Frappes contre Daesh: «La France ne peut pas agir partout»
INTERVIEW Yves Boyer, directeur adjoint de la Fondation pour la recherche stratégique, explique à «20 Minutes» pourquoi la France intervient contre Daesh en Irak et pas en Syrie…
Un nouveau front contre Daesh. Dans la nuit de lundi à ce mardi, des raids aériens ont pour la première fois été menés par les pays appartenant à la coalition internationale mise en place pour combattre le groupe islamiste en Syrie. Cependant, la France n’y a pas pris part. A la veille du débat, prévu mercredi à l’Assemblée nationale, sur les frappes aériennes, Yves Boyer, directeur adjoint de la Fondation pour la recherche stratégique et spécialiste de géopolitique, explique à 20 Minutes les raisons de cet engagement limité à l’Irak.
Pourquoi la France n’a-t-elle pas participé aux premières frappes de la coalition contre les cibles de Daesh en Syrie?
Il y a deux impératifs. D’abord un impératif politique. Pour intervenir militairement sur le territoire d’un pays souverain, il faut un accord des autorités de ce pays. Bagdad a demandé une intervention des pays membres de la coalition, mais pas Damas. De plus, la position officielle de la France depuis plusieurs années maintenant est de ne pas reconnaître la légitimité du gouvernement de Bachar el-Assad. Or, lui demander l’autorisation d’intervenir militairement serait lui reconnaître cette légitimité.

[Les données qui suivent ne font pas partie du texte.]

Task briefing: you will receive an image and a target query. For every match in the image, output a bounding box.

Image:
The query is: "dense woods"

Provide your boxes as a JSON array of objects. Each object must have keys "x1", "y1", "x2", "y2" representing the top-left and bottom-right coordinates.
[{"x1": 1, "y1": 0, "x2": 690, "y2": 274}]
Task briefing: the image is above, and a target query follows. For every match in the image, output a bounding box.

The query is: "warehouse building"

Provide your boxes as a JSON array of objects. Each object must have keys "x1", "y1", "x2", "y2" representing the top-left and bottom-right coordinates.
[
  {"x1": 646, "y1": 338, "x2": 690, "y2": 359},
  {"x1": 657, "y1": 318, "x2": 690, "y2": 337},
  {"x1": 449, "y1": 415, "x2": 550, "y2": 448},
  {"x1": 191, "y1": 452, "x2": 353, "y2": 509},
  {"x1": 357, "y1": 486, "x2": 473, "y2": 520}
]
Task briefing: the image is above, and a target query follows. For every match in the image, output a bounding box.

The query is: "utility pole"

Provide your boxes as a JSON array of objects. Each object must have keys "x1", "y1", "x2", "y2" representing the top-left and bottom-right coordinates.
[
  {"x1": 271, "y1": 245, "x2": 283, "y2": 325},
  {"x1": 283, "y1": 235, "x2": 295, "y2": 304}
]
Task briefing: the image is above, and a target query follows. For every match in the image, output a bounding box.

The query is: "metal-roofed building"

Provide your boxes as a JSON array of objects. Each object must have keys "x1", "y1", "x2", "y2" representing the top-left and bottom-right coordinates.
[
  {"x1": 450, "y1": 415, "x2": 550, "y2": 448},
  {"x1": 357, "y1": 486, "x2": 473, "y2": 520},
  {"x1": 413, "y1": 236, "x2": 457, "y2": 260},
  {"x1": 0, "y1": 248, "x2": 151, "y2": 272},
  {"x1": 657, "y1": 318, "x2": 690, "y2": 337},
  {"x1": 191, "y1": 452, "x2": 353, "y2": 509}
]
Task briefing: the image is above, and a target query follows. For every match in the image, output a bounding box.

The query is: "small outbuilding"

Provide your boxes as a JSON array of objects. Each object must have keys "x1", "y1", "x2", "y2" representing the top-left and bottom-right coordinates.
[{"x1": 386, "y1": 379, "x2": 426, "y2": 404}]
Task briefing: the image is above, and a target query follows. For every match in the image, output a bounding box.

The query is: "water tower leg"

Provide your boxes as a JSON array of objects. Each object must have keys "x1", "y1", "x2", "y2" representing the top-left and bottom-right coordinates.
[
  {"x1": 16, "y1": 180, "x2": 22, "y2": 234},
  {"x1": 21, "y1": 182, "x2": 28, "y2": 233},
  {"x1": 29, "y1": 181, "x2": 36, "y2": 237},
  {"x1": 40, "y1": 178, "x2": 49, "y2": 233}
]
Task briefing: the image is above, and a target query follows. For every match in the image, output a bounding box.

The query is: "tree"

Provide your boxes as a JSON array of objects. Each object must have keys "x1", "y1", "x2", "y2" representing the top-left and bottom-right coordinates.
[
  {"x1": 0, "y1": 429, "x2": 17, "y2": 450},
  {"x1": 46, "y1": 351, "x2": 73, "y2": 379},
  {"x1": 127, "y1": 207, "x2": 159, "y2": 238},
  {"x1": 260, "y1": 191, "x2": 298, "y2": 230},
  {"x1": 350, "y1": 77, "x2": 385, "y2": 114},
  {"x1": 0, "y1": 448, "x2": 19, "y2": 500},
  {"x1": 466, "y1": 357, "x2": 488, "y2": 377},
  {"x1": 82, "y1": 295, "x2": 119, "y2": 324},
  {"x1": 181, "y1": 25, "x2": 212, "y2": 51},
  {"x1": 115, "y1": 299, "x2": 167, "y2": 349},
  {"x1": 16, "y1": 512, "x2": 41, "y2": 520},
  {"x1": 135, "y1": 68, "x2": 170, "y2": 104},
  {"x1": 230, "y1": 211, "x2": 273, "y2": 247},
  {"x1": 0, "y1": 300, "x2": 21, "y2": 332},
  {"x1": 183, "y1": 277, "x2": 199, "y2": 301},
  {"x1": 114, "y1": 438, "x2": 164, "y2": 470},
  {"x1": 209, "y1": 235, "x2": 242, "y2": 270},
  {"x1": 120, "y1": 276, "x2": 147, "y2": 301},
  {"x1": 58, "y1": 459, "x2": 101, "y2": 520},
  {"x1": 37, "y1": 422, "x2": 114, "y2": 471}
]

Quel est le second impératif?
Il s’agit d’un impératif militaire. La France est le seul pays européen à s’être joint aux Américains dans leur campagne aérienne contre Daesh, avec une douzaine de Rafales positionnés sur la base aérienne al-Dhafra, à Abu Dhabi. Mais, s’il est possible pour la France d’agir -avec un volume de frappes suffisant pour affaiblir Daesh-, elle ne peut pas agir partout. Et, comme il y a une coalition politique, mais pas de coalition militaire (chaque pays a son propre commandement militaire, il n’y a pas de centre de commandement commun), elle a choisi de se concentrer uniquement sur des positions de Daesh en Irak.
Même si la France n’y participe pas, ces bombardements peuvent-ils mettre un peu plus en danger la vie des ressortissants français, et notamment de l’otage retenu par Jund al-Khilafa en Algérie?
Ces djihadistes sont sans foi ni loi et tous les prétextes sont bons pour tuer des «mécréants» comme ils disent. Mais il ne faut pas entrer dans leur logique. Les menaces et l’intimidation font partie de ce genre de conflit -on se rappelle de Saddam Hussein qui parlait de «mère de toutes les batailles» pour désigner la confrontation entre l’Irak et la coalition réunie par Washington en 1991-, et modifier notre politique signifierait que nous avons peur d’eux. Même si c’est dramatique pour nos otages, ce n’est pas l’émotion qui gouverne la politique extérieure. C’est pourquoi les termes de l’intervention française contre Daesh ne devraient pas changer.